Type 1 DSD is usually managed conservatively (watchful waiting), with the exception of those patients complicated by hydronephrosis, renal cortical loss, vesicoureteric reflux, or autonomic dysreflexia. Types 2 and 3 DSD should be treated when diagnosed to avoid complications.

Pharmacotherapy alone has a relatively limited role in the management of DSD.[17] Alpha-blockers such as tamsulosin have shown some activity in reducing post-void residual volumes and increasing voided volumes.[18] Diazepam has also been used alone or together with alpha-blockers, and while there are anecdotal reports of reasonable success, there are no controlled studies to justify its use. Oral baclofen has long been used for skeletal muscle spasticity, but it does not penetrate the blood-brain barrier well and therefore has little effect on DSD unless direct intrathecal delivery is performed. This has been shown to work well for DSD, although there are no long term or randomized trials, and intrathecal delivery is labor-intensive as well as invasive.[19][20][21][22]

Other pharmacotherapies have also been tried, including nitric oxide donors (glyceryl trinitrate), benzodiazepines, and dantrolene sodium, but none are currently recommended. Intravesical oxybutynin has also been used for DSD. It would theoretically reduce uninhibited contractions while increasing bladder storage capacity. There is currently insufficient clinical data or trials to support its use intravescially, although it appears to a helpful adjunct when taken orally.[23]

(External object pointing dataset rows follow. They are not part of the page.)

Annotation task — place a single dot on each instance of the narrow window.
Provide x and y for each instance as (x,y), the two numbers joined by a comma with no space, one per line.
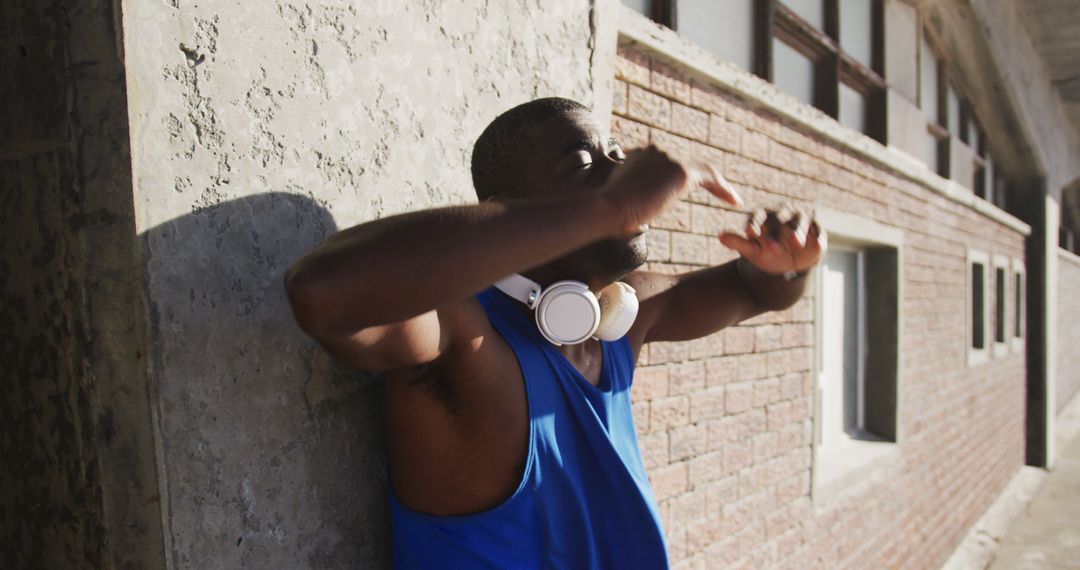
(856,30)
(999,304)
(794,71)
(852,108)
(811,11)
(977,308)
(724,28)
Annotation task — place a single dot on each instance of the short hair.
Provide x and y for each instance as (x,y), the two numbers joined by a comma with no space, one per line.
(501,149)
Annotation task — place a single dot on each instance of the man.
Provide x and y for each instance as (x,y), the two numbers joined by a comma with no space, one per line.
(508,450)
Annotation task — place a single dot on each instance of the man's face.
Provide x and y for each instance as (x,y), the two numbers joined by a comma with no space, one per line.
(571,154)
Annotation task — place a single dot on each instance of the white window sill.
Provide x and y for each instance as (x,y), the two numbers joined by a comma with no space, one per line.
(848,465)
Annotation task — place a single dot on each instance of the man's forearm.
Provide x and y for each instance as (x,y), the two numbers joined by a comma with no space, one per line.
(771,293)
(396,268)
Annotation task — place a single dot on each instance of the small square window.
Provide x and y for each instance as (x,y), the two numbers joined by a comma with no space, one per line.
(856,351)
(1001,298)
(977,293)
(1018,293)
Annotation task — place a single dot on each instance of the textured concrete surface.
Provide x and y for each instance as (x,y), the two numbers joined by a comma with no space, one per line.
(258,129)
(78,488)
(1048,534)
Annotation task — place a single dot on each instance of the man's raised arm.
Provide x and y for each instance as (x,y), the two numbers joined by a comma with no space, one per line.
(777,253)
(370,294)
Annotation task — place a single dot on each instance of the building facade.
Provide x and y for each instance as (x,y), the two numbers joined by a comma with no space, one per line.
(165,162)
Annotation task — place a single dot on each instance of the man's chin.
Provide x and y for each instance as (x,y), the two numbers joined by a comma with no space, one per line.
(619,257)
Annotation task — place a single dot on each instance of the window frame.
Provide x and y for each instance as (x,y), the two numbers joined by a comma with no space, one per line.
(1001,263)
(832,475)
(822,46)
(976,355)
(1018,342)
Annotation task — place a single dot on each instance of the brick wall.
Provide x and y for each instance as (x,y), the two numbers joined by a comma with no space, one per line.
(726,421)
(1068,328)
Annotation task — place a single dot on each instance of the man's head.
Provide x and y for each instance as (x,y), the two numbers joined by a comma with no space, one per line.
(555,147)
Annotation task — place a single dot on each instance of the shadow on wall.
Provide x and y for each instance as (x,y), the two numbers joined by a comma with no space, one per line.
(273,455)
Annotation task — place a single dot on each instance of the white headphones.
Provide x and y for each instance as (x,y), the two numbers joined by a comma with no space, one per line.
(568,313)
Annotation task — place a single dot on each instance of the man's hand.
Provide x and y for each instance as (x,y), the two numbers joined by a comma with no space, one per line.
(649,180)
(780,242)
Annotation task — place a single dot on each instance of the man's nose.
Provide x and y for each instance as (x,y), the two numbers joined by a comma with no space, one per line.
(606,165)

Sacral neuromodulation may be very useful in treating DSD, although randomized and long term studies are lacking. It appears able to improve bladder function while lowering average detrusor voiding pressures and avoids the development of detrusor sphincter dyssynergia in some experimental spinal cord injury animal models.[24]

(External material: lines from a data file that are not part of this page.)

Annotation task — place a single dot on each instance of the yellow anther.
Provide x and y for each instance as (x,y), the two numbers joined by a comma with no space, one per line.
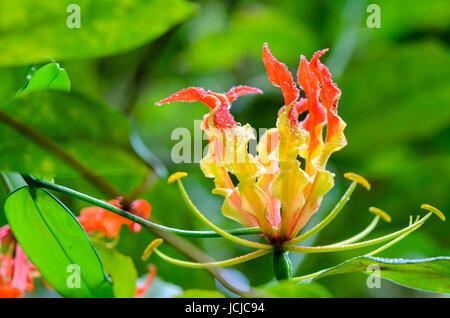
(151,248)
(357,178)
(177,175)
(434,210)
(381,213)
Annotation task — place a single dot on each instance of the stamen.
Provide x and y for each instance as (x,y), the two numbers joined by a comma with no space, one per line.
(336,248)
(434,210)
(177,175)
(381,213)
(214,227)
(357,178)
(339,206)
(361,234)
(151,248)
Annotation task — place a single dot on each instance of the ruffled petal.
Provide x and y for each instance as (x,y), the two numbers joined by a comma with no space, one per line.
(280,76)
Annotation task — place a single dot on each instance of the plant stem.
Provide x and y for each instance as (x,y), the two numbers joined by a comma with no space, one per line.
(328,218)
(282,267)
(146,223)
(43,141)
(228,262)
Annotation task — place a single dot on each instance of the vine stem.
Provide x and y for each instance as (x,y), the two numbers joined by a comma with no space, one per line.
(146,223)
(48,144)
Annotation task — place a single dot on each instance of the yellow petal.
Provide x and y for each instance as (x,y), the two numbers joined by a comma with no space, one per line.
(381,213)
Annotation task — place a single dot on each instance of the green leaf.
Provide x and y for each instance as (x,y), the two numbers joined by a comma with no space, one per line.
(56,243)
(91,132)
(250,27)
(120,268)
(50,76)
(289,289)
(431,274)
(201,293)
(29,33)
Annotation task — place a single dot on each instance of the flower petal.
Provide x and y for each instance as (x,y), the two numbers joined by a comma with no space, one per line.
(280,76)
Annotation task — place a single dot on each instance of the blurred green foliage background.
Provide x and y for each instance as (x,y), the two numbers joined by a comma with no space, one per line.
(127,55)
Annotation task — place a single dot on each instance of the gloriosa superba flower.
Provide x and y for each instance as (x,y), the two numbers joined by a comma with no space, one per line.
(276,192)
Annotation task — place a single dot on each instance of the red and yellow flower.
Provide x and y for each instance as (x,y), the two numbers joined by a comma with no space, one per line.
(274,191)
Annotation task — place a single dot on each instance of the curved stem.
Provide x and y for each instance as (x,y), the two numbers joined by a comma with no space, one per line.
(229,262)
(337,248)
(214,227)
(361,234)
(132,217)
(282,267)
(43,141)
(327,219)
(304,277)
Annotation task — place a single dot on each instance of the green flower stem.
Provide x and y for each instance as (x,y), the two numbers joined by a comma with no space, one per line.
(304,277)
(229,262)
(146,223)
(214,227)
(328,218)
(361,234)
(378,250)
(337,248)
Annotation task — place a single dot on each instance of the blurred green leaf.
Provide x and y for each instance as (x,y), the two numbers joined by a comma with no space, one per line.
(432,274)
(50,76)
(403,17)
(395,89)
(107,27)
(56,243)
(289,289)
(249,28)
(120,268)
(90,131)
(201,293)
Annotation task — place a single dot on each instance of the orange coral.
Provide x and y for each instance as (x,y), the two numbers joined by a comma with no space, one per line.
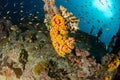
(114,65)
(59,36)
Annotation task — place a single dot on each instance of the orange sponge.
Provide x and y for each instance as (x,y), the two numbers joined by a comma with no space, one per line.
(59,36)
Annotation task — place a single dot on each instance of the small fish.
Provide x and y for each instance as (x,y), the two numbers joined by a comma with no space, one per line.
(6,5)
(4,17)
(21,11)
(21,3)
(37,12)
(98,21)
(86,22)
(21,19)
(84,6)
(22,6)
(34,6)
(107,29)
(29,22)
(36,17)
(8,12)
(37,24)
(30,14)
(14,4)
(15,12)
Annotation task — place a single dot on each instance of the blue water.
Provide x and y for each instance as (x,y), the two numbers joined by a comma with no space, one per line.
(93,14)
(90,15)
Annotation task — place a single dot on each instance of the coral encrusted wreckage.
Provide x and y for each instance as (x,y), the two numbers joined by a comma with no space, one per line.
(53,50)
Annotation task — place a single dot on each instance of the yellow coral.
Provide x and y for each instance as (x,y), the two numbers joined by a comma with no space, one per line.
(59,36)
(114,65)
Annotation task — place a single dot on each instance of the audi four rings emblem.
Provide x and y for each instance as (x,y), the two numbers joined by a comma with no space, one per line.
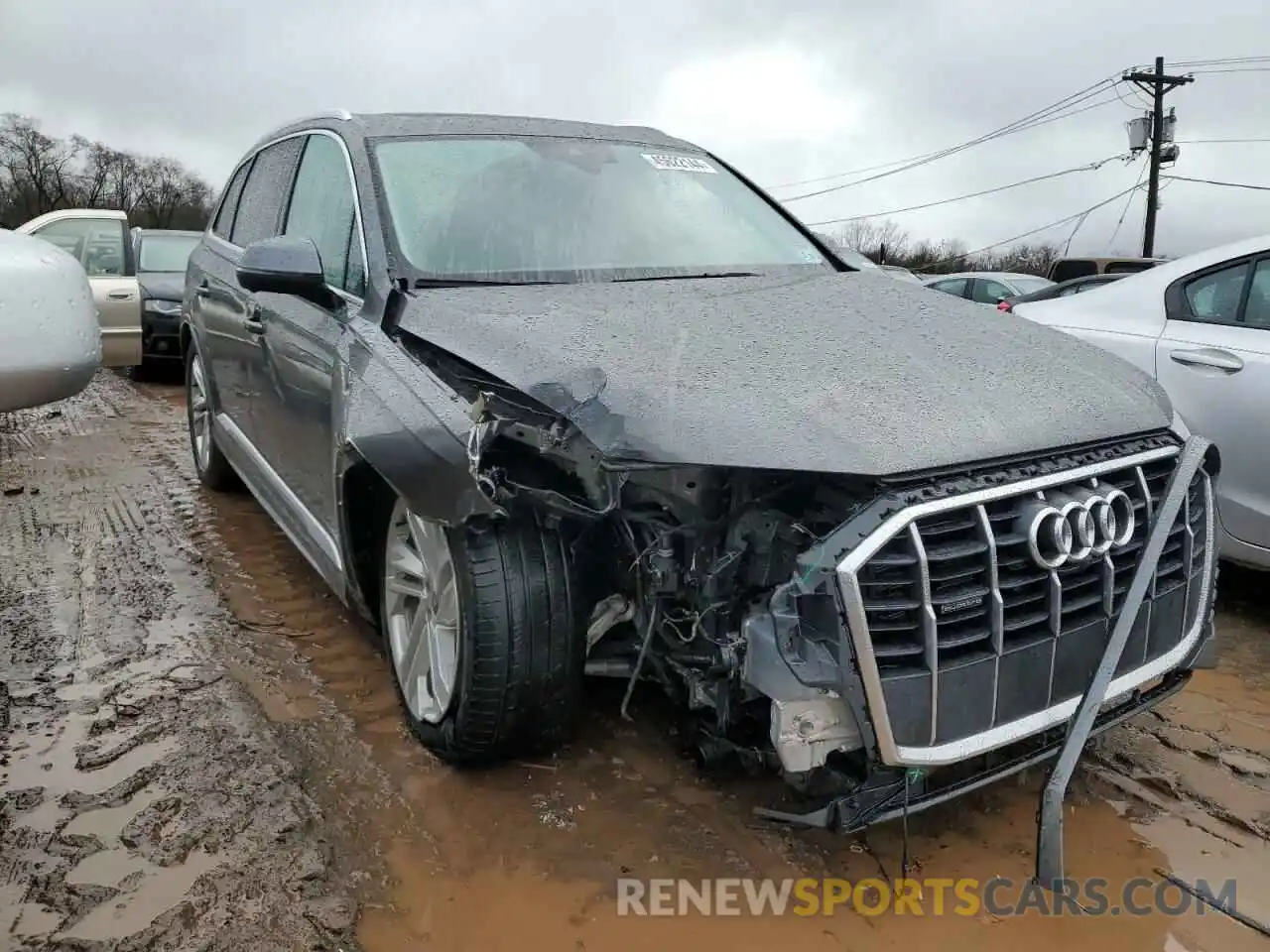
(1076,525)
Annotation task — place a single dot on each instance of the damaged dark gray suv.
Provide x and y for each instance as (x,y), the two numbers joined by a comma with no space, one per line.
(549,399)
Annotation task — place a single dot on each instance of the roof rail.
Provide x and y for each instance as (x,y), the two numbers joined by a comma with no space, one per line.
(341,114)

Clean intermittent self-catheterization (CISC), combined optimally with antimuscarinics as needed to reduce detrusor contractions and pressures, is the most successful and commonly used treatment for DSD. But this modality might not be suitable for all patients. CISC treatment permits the bladder to be drained and emptied of urine despite the dyssynergic sphincter, while antimuscarinic therapy lowers the detrusor pressure and minimizes contractions.[1] Side effects of antimuscarinics include dry eyes, dry mouth, constipation, nausea, headache, and cognitive effects. Renal ultrasound can be used to track the effectiveness of treatment on reducing hydronephrosis. Indwelling catheters, especially suprapubic tubes, are recommended when patients are unable to do self-catheterization.[25][26]

There are three methods of self-catheterization. "Clean" technique is typically used at home as the other two methods are primarily used in hospitals, nursing homes, and rehab centers during early management. Then, patients are taught the clean technique. No therapy is exempt from complications. When done without proper care, attention, and manual dexterity, self-catheterization carries the risk of a urethral injury as well as the always present risk of infection.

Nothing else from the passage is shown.